About an hour in, I entered what I suppose was a state of flow. I was taken over by something bigger than me — dancing with solid, bent legs and making angles with my body that were sharp and sure, and easy. If I was to take off my blindfold, perhaps it would look a bit like a haka, danced with the regal ferocity of Beyonce during her Lemonade album.
It was some kind of war dance for which this suburban white girl had no muscle memory. This dance forged new neural pathways which allowed me for the first time to feel joyous rage.
This dance did not employ the coquettish shimmying of a Britney Spears’ backup dancer. And it certainly didn’t require the pelvic thrusts of a pubescent girl dying inside onstage to Cindi Lauper’s Girls Just Wanna Have fun.
This was the dance of a woman who had run out of moves.
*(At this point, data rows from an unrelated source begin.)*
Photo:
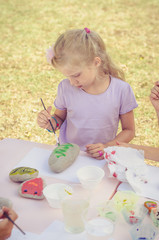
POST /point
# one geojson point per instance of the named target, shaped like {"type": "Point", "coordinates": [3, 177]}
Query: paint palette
{"type": "Point", "coordinates": [155, 217]}
{"type": "Point", "coordinates": [135, 215]}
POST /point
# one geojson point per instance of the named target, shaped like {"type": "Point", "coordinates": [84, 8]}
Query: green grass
{"type": "Point", "coordinates": [28, 27]}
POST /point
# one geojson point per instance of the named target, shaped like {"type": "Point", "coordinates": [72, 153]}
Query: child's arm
{"type": "Point", "coordinates": [154, 97]}
{"type": "Point", "coordinates": [151, 153]}
{"type": "Point", "coordinates": [126, 135]}
{"type": "Point", "coordinates": [45, 115]}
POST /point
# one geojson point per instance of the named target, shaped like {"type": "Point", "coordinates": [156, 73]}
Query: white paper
{"type": "Point", "coordinates": [149, 189]}
{"type": "Point", "coordinates": [17, 235]}
{"type": "Point", "coordinates": [56, 231]}
{"type": "Point", "coordinates": [38, 158]}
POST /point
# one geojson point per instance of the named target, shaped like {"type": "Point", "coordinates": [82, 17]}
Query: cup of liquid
{"type": "Point", "coordinates": [97, 227]}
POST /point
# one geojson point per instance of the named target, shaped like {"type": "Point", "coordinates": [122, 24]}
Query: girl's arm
{"type": "Point", "coordinates": [45, 115]}
{"type": "Point", "coordinates": [151, 153]}
{"type": "Point", "coordinates": [126, 135]}
{"type": "Point", "coordinates": [128, 129]}
{"type": "Point", "coordinates": [154, 97]}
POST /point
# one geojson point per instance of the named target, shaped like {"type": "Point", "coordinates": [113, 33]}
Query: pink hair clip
{"type": "Point", "coordinates": [50, 54]}
{"type": "Point", "coordinates": [87, 30]}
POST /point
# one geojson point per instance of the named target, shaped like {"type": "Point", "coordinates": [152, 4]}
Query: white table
{"type": "Point", "coordinates": [36, 215]}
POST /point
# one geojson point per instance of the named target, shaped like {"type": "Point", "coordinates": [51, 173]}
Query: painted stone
{"type": "Point", "coordinates": [22, 174]}
{"type": "Point", "coordinates": [5, 202]}
{"type": "Point", "coordinates": [63, 156]}
{"type": "Point", "coordinates": [32, 188]}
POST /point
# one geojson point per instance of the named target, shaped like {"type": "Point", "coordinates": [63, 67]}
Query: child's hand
{"type": "Point", "coordinates": [96, 150]}
{"type": "Point", "coordinates": [154, 96]}
{"type": "Point", "coordinates": [5, 225]}
{"type": "Point", "coordinates": [44, 117]}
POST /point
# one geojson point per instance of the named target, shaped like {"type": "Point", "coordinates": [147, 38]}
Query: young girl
{"type": "Point", "coordinates": [92, 98]}
{"type": "Point", "coordinates": [151, 153]}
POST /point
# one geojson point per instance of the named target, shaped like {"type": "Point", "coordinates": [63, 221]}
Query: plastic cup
{"type": "Point", "coordinates": [96, 226]}
{"type": "Point", "coordinates": [90, 176]}
{"type": "Point", "coordinates": [155, 217]}
{"type": "Point", "coordinates": [72, 211]}
{"type": "Point", "coordinates": [56, 193]}
{"type": "Point", "coordinates": [143, 232]}
{"type": "Point", "coordinates": [135, 214]}
{"type": "Point", "coordinates": [107, 210]}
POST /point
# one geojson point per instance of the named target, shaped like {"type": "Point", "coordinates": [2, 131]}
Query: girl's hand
{"type": "Point", "coordinates": [43, 118]}
{"type": "Point", "coordinates": [96, 150]}
{"type": "Point", "coordinates": [154, 96]}
{"type": "Point", "coordinates": [5, 225]}
{"type": "Point", "coordinates": [122, 144]}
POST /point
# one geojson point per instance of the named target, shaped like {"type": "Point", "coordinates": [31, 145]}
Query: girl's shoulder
{"type": "Point", "coordinates": [118, 83]}
{"type": "Point", "coordinates": [65, 84]}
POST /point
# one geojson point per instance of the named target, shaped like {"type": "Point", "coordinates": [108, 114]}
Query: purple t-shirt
{"type": "Point", "coordinates": [93, 118]}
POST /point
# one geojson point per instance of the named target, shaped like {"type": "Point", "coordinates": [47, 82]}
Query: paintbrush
{"type": "Point", "coordinates": [6, 215]}
{"type": "Point", "coordinates": [51, 125]}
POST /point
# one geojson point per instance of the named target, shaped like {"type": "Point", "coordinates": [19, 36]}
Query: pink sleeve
{"type": "Point", "coordinates": [128, 101]}
{"type": "Point", "coordinates": [60, 102]}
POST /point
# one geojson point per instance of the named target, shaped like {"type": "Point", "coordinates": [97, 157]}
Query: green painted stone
{"type": "Point", "coordinates": [63, 156]}
{"type": "Point", "coordinates": [22, 174]}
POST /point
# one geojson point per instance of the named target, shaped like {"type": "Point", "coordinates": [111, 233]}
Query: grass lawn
{"type": "Point", "coordinates": [130, 29]}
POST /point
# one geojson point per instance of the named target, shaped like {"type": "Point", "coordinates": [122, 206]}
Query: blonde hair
{"type": "Point", "coordinates": [78, 46]}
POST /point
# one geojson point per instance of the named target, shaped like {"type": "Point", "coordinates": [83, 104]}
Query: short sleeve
{"type": "Point", "coordinates": [128, 101]}
{"type": "Point", "coordinates": [60, 102]}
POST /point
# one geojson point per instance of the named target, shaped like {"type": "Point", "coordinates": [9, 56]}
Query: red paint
{"type": "Point", "coordinates": [33, 187]}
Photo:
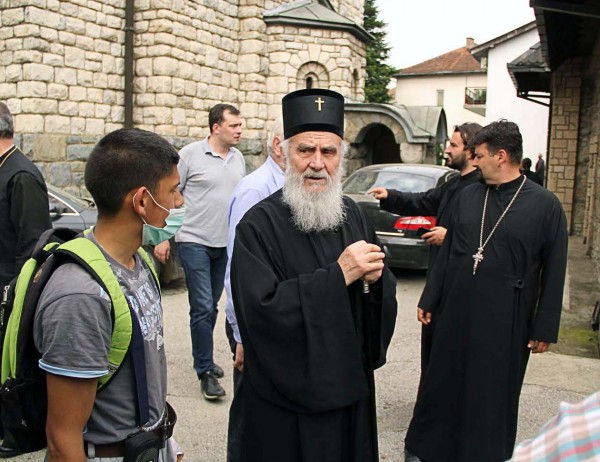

Part of me died on the dance floor that evening. I cried for two days before handing in my resignation. This war dance made it possible for me to charge joyously headlong into financial doom, discard my career-ego, and go into battle with Centrelink.
The subsequent year was really tough, but following my ‘Na’au’ turned out to be the best decision of my life.
This mystical embodied experience made me reflect on my own views of indigenous dance. I never fully understood ceremonial dance as a superior form of storytelling. I never really understood how the dancers were in a state of simultaneous giving and receiving from a greater power. That it had taken me reading the work of a white man wearing polar fleece to finally put this into words just reveals my own racism.
In the final scene of Wildskin, Eva shoots down four figures representing her old-selves that were no longer serving her. She needed to do this in order to fully embody a more authentic self.
Eva decides not to return to her boyfriend. There is no great homecoming. Frodo does not return to The Shire having cast the ring into the fiery depths of Mordor. Harry Potter does not return to Privet Drive with a feeling of belonging.
In this hero’s journey, Eva’s homecoming is a return to her body.
I believe that a revolution is coming, and it will come from the fully-embodied woman who has run out of moves.
It will be easy to recognise her. She’ll be the one surrounded by bros telling her that what she does is insubstantial, weak, dangerous, too-sexy, stupid. Or their favourite, crazy.